I want to calculate the fourth square root of all my elements, but I get very strange results.

T = sqrt(T);

works ok but

T = sqrt(T);
T = sqrt(T);


T = pow(T,0.25f);

does not work at all. Do I have to use double precision for these calculations or can I solve it in some other way?

Try powf for single precision numbers.

They should work fine.

But you’re also using double precision calls (but not variables) now. You may want to use sqrtf() and powf(). But you should still be getting the fourth root even with the double precision calls (which would be casted up to doubles then back down to floats).

So what’s your “strange result” that “does not work at all”? It’s unlikely that those two methods you list would fail so badly, especially if a single sqrt() is OK.

No difference if I use sqrtf or powf instead. With a double sqrt all my values are at the end of the algorithm, after converting to uint16, either 0 or 65536.

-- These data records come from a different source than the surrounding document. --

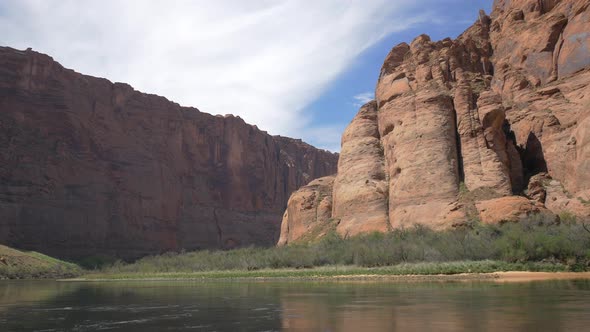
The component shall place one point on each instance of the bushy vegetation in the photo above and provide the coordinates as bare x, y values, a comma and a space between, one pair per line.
16, 264
565, 244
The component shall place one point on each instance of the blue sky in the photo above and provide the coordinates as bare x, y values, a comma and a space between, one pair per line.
337, 105
297, 68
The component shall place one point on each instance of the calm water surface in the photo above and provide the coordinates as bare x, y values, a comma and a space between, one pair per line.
294, 306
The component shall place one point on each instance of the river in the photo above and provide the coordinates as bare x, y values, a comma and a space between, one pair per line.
294, 306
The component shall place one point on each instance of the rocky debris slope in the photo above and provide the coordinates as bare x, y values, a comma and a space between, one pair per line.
90, 167
494, 126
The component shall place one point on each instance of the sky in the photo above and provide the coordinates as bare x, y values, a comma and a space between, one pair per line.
298, 68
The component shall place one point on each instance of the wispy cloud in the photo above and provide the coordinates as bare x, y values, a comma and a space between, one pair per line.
263, 60
363, 98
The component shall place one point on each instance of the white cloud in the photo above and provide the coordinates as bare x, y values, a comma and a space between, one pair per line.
363, 98
263, 60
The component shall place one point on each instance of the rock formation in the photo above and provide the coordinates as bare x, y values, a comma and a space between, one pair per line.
90, 167
494, 126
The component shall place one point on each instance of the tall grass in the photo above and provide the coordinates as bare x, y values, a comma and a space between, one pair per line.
530, 241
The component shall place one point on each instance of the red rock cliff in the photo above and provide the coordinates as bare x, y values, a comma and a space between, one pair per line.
494, 125
91, 167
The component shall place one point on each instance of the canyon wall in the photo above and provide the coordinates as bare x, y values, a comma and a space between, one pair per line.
90, 167
492, 126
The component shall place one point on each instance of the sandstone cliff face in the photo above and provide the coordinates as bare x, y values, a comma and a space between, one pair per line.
91, 167
494, 125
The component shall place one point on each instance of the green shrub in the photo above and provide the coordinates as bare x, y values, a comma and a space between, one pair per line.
537, 239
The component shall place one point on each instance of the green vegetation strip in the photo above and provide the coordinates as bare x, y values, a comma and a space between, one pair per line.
406, 269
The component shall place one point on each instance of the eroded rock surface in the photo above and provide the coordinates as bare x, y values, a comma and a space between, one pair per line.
503, 111
90, 167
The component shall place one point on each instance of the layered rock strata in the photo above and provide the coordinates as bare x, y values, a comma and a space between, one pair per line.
89, 167
494, 125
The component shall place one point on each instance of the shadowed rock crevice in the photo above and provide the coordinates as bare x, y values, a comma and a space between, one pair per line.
502, 109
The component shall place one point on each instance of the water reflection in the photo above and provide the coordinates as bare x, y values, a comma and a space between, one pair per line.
297, 306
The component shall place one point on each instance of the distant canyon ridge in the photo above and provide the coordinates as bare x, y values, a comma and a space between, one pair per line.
89, 167
490, 127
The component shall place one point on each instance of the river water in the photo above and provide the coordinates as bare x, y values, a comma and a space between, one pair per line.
294, 306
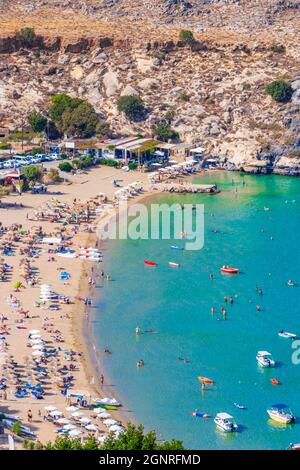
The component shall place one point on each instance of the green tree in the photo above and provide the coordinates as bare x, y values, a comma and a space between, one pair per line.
26, 37
164, 132
59, 104
16, 428
133, 438
65, 166
33, 173
280, 91
184, 96
186, 36
53, 175
132, 106
37, 122
79, 122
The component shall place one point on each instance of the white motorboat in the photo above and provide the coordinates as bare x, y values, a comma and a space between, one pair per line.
225, 422
286, 334
264, 359
282, 414
294, 447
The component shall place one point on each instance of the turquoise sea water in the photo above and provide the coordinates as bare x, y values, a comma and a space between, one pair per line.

So your only judge of whether these functions are working is by looking at some uint16 conversion or cast of the results? This

#include <stdio.h>

__global__ void kernel(void)


	float val = 1.2345e6f;

	float exponent = 0.25f;

	for(int i=0; i<4; i++) {

		val = powf(val,exponent);

		printf("%d: %f\n", i, val);



int main(void)





does exactly what one would expect:

avidday@cuda:~$ nvcc -arch=sm_20 -Xptxas="-v" 

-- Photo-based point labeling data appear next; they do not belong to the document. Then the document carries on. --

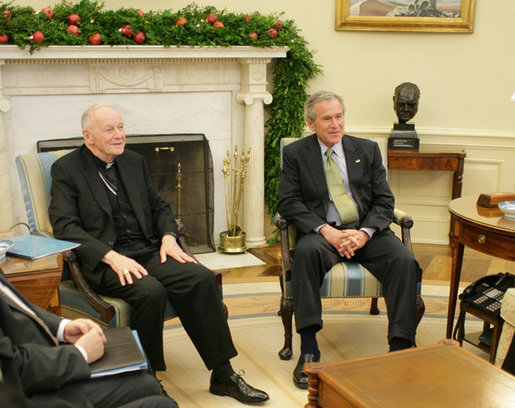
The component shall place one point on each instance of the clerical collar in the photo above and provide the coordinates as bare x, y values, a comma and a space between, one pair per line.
99, 163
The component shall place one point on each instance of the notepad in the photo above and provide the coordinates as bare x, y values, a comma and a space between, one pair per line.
37, 246
122, 354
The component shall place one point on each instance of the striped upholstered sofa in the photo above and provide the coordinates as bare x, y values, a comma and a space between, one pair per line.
344, 280
76, 297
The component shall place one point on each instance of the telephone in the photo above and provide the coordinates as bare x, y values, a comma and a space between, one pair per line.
487, 293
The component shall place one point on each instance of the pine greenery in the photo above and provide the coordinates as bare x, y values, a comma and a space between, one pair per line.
291, 74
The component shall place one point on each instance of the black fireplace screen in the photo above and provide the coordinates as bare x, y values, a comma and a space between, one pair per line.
181, 167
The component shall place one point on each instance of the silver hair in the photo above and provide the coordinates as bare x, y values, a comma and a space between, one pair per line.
86, 116
309, 107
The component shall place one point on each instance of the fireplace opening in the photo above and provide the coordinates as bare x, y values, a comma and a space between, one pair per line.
181, 167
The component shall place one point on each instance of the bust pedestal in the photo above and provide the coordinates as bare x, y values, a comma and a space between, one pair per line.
403, 136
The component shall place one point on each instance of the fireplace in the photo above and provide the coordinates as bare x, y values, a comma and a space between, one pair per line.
219, 92
181, 168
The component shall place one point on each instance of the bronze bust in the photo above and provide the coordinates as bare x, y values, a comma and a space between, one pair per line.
405, 101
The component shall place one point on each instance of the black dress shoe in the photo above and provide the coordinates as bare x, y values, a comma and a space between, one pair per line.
300, 378
236, 387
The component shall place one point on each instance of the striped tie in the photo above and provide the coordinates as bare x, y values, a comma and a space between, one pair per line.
341, 199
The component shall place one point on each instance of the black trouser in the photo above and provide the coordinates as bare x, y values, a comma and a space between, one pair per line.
385, 256
195, 295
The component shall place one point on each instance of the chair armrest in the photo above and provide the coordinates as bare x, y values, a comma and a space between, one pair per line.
284, 233
405, 221
105, 309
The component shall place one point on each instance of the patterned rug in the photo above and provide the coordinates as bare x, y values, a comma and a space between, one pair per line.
349, 332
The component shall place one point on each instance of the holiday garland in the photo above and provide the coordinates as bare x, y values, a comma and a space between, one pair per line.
87, 23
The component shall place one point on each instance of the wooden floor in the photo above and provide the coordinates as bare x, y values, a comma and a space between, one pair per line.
435, 261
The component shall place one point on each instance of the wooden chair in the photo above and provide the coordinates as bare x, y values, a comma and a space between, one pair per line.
76, 296
343, 280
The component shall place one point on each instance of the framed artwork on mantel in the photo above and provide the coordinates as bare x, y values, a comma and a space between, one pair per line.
447, 16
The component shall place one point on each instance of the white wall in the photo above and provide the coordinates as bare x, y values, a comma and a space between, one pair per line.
466, 82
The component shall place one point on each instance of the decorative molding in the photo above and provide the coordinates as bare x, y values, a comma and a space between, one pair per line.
118, 76
458, 133
5, 105
251, 97
135, 52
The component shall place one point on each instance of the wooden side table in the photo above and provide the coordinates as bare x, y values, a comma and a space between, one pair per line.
37, 279
482, 229
440, 375
432, 158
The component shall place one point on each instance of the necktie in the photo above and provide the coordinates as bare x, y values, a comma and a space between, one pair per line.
341, 199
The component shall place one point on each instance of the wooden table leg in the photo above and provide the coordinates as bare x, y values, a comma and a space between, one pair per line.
457, 261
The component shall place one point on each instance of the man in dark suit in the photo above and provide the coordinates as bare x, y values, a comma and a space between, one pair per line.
102, 197
44, 361
333, 187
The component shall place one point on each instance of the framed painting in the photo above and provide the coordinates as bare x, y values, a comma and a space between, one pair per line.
406, 15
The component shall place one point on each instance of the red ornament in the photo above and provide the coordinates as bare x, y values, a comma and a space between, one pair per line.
272, 32
72, 29
74, 19
181, 22
211, 18
37, 36
95, 39
139, 37
48, 12
127, 30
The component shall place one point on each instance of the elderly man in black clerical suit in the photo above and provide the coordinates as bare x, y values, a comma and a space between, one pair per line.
102, 197
44, 361
333, 187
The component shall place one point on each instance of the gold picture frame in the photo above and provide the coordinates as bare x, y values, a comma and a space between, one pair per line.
450, 16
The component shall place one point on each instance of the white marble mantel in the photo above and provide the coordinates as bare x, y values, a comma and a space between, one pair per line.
218, 91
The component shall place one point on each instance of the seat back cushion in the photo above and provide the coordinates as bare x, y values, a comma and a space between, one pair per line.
35, 182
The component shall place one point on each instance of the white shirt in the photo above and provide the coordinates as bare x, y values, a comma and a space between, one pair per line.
339, 158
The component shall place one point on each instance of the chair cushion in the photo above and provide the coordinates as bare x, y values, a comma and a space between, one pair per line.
350, 279
346, 279
74, 305
35, 181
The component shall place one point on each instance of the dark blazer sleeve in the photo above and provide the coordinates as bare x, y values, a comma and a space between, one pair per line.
80, 211
30, 359
368, 182
301, 195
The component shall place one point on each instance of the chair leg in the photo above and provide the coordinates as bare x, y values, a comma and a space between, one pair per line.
373, 306
286, 313
421, 308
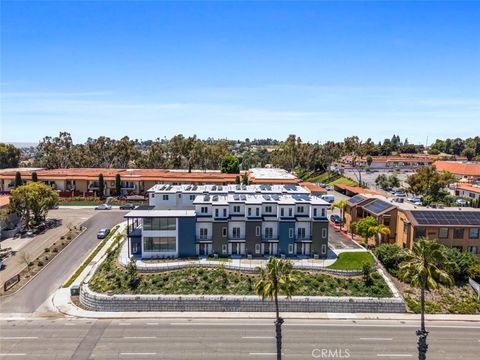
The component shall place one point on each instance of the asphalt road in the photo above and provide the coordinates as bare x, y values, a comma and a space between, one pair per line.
230, 339
34, 294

ptxas info    : Compiling entry function '_Z6kernelv' for 'sm_20'

ptxas info    : Function properties for _Z6kernelv

    16 bytes stack frame, 0 bytes spill stores, 0 bytes spill loads

ptxas info    : Used 17 registers, 32 bytes cmem[0], 4 bytes cmem[14], 36 bytes cmem[16]

avidday@cuda:~$ ./a.out 

0: 33.332874

1: 2.402803

2: 1.245029

3: 1.056319

Have you considered that something else might not be correct in the code, perhaps?

Yes of course, but since it seems related to the double square root I wanted to check it first.

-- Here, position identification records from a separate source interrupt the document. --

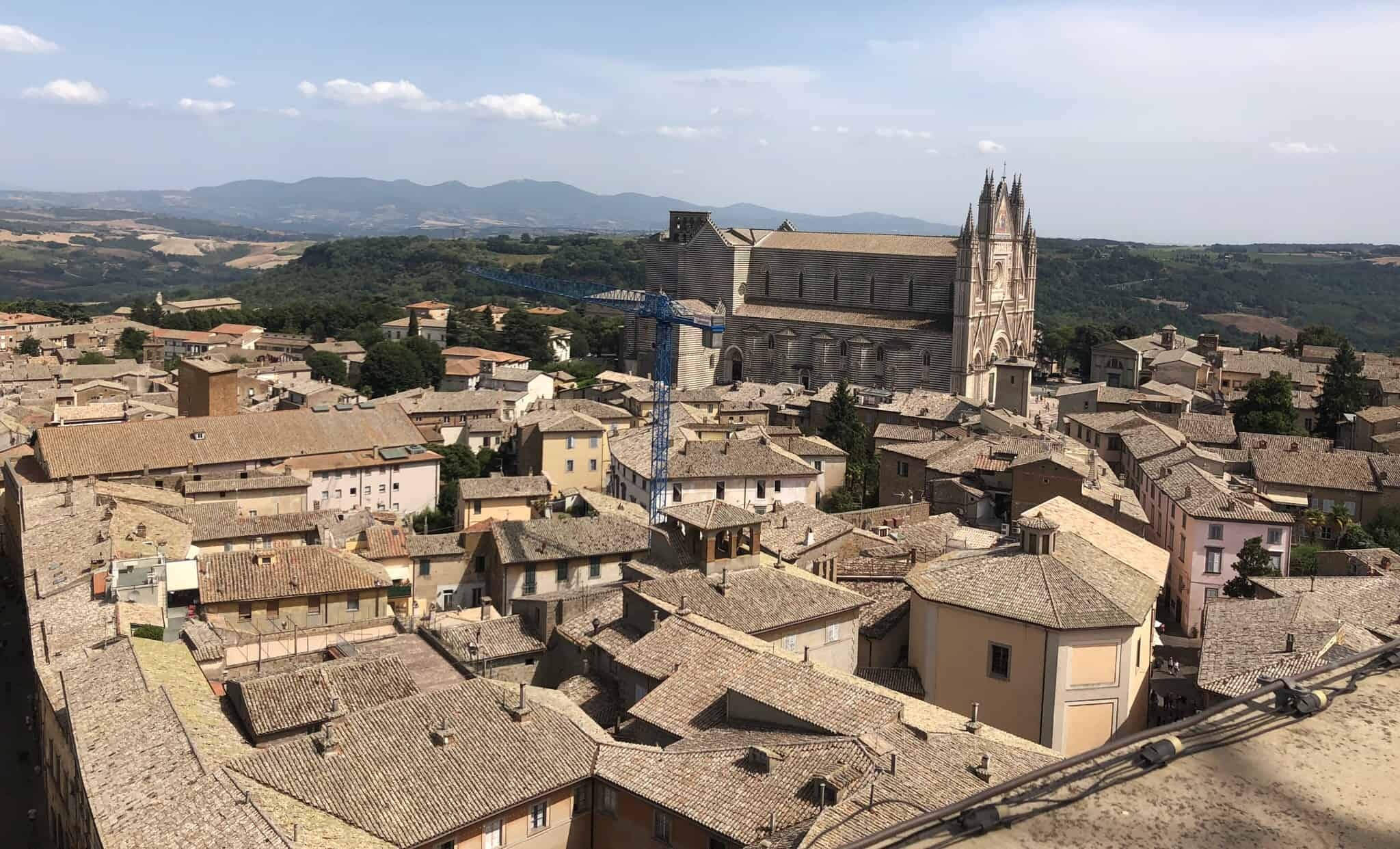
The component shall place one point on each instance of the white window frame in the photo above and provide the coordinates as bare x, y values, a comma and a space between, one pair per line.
493, 835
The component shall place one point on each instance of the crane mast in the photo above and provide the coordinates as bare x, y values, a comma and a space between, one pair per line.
657, 306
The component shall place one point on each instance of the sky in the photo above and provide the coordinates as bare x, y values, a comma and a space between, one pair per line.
1157, 122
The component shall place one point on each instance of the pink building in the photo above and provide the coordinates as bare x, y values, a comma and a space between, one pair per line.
1203, 523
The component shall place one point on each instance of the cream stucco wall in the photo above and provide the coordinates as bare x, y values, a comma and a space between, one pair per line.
950, 647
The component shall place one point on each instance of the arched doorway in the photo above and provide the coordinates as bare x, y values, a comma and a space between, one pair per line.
733, 366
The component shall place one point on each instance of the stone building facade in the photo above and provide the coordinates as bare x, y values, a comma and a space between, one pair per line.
877, 310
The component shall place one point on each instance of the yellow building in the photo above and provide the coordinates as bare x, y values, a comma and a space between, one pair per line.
1052, 638
570, 448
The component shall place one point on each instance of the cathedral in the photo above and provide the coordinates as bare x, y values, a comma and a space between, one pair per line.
878, 310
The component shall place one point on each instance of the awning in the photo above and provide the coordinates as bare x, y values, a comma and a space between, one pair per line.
181, 575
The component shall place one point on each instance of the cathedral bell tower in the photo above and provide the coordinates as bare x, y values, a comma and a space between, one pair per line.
995, 289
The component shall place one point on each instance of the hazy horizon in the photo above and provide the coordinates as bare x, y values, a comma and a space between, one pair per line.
1186, 125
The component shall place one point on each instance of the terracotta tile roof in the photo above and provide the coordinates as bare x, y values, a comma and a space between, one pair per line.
287, 701
1075, 586
384, 541
300, 571
608, 504
721, 790
504, 636
434, 545
143, 778
871, 567
388, 753
899, 678
889, 606
788, 523
531, 541
503, 488
713, 515
236, 485
1245, 639
172, 443
595, 695
220, 520
203, 641
1373, 603
756, 600
1336, 470
1273, 442
1200, 428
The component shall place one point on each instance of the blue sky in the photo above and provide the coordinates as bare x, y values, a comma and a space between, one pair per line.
1250, 122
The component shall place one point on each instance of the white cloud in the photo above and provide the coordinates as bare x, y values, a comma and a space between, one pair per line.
199, 107
755, 75
68, 92
902, 133
686, 132
17, 40
405, 94
367, 94
893, 48
1302, 148
528, 107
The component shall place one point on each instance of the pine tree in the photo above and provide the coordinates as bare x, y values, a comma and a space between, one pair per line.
1267, 407
846, 431
1252, 562
453, 334
1343, 390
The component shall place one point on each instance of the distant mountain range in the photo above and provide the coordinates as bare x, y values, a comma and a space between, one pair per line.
360, 206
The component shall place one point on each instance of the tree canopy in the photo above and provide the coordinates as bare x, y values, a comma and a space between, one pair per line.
1343, 390
391, 367
327, 366
1253, 561
1267, 407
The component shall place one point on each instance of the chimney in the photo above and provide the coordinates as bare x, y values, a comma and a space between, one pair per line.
521, 712
443, 736
983, 770
327, 743
973, 726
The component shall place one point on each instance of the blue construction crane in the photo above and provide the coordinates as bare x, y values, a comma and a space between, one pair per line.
667, 313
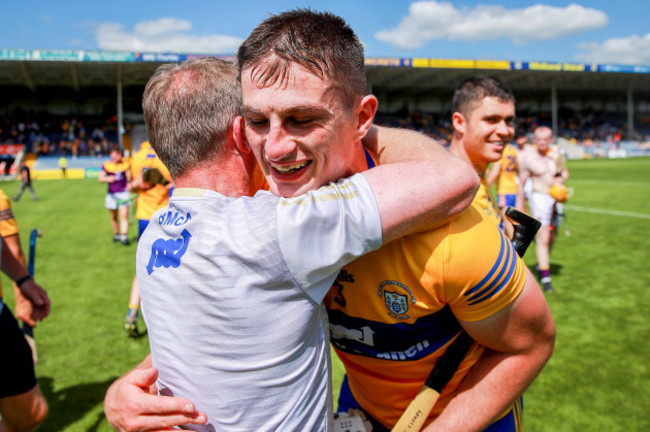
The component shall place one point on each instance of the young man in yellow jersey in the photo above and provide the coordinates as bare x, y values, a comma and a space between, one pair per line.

Introducing sqrt and pow, especially multiple repetitions of the double precision versions, will greatly increase the register count of the compiled kernel. Are you really sure that the kernel is actually running? It could be that if you haven’t adjusted your block size, that the kernel is failing to launch.

Problem solved, I made a mistake prior to the sqrt’s.

In terms of performance, you’d want to use nested calls to sqrt() instead of pow() to compute ^(1/4). pow() is quite expensive since it needs to handle many special cases and also needs additional arithmetic operations to ensure good accuracy across all combinations of arguments.

The performance is not the major issue in this case, now I want to calculate ^(1/16) but 32 bit floats seem insufficient for this.

What do you mean by “insufficient”? Accuracy? Range? What magnitude numbers are you trying to compute with?